Fig. 6.

EPB41L5 regulates actomyosin contractility via ARHGEF18. (A) Subanalysis of the in vivo iTRAQ proteomics dataset for DH domain containing small GTPases. ARHGEF18 showed a high enrichment score, as well as involvement in cell shape regulation. (B) Coimmunoprecipitation between epitope-tagged EPB41L5 and ARHGEF18. (C) Endogenous EPB41L5 was precipitated via pull-down with an antibody directed against ARHGEF18, IgG was included as a control. (D) A series of different EPB41L5 truncations (all epitope tagged) were used to map the association with ARHEF18; here only the FERM domain containing truncations precipitated ARHGEF18. (E) GST-tagged recombinant protein versions of either FERM domain or C-terminal truncations of EPB41L5 were used in endogenous pull-down experiments. Only the FERM domain containing truncation precipitated ARHGEF18. (F) Immunofluorescence staining for ARHGEF18 on murine adult glomeruli revealed colocalization with the podocyte marker NEPHRIN (boxed regions indicate zoomed-in detail). (G–I) Immunofluorescence staining for ARHGEF18 on cells, while spreading revealed localization toward the leading edge.

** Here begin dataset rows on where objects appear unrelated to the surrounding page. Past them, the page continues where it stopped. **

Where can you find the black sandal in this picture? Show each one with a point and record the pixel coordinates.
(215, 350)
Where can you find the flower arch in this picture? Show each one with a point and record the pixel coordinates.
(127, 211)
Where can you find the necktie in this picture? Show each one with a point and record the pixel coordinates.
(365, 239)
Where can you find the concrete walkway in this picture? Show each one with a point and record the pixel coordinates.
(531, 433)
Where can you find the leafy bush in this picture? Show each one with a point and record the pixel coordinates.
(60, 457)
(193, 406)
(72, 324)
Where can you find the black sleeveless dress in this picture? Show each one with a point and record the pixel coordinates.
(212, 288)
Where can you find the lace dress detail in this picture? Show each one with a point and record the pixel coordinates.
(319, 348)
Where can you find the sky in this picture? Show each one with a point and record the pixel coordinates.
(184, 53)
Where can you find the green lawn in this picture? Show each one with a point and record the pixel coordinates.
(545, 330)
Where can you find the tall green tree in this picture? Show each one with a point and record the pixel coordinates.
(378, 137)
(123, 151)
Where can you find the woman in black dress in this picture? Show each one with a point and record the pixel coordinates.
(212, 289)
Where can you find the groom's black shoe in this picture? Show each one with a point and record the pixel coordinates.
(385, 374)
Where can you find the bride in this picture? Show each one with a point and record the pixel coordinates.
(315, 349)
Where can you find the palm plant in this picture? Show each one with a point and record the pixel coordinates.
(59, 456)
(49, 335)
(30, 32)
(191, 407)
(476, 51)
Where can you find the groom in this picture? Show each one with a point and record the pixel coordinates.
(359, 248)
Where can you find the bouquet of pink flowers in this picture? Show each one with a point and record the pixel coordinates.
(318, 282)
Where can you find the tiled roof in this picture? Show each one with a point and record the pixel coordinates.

Quantification of immunofluorescence intensities across the cell border indicated decreased levels ARHGEF18 in KO cells (at least 20 cells per genotype were analyzed over two independent experiments). (J–L) siRNA-mediated knockdown of ARHGEF18 in immortalized human podocytes, as confirmed via immunofluorescence and Western blot. (M–O) Knockdown of ARHGEF18 resulted in significant impairment of early spreading on collagen IV surfaces (at least 100 cells per condition were analyzed and averaged over three independent experiments; Dataset S3).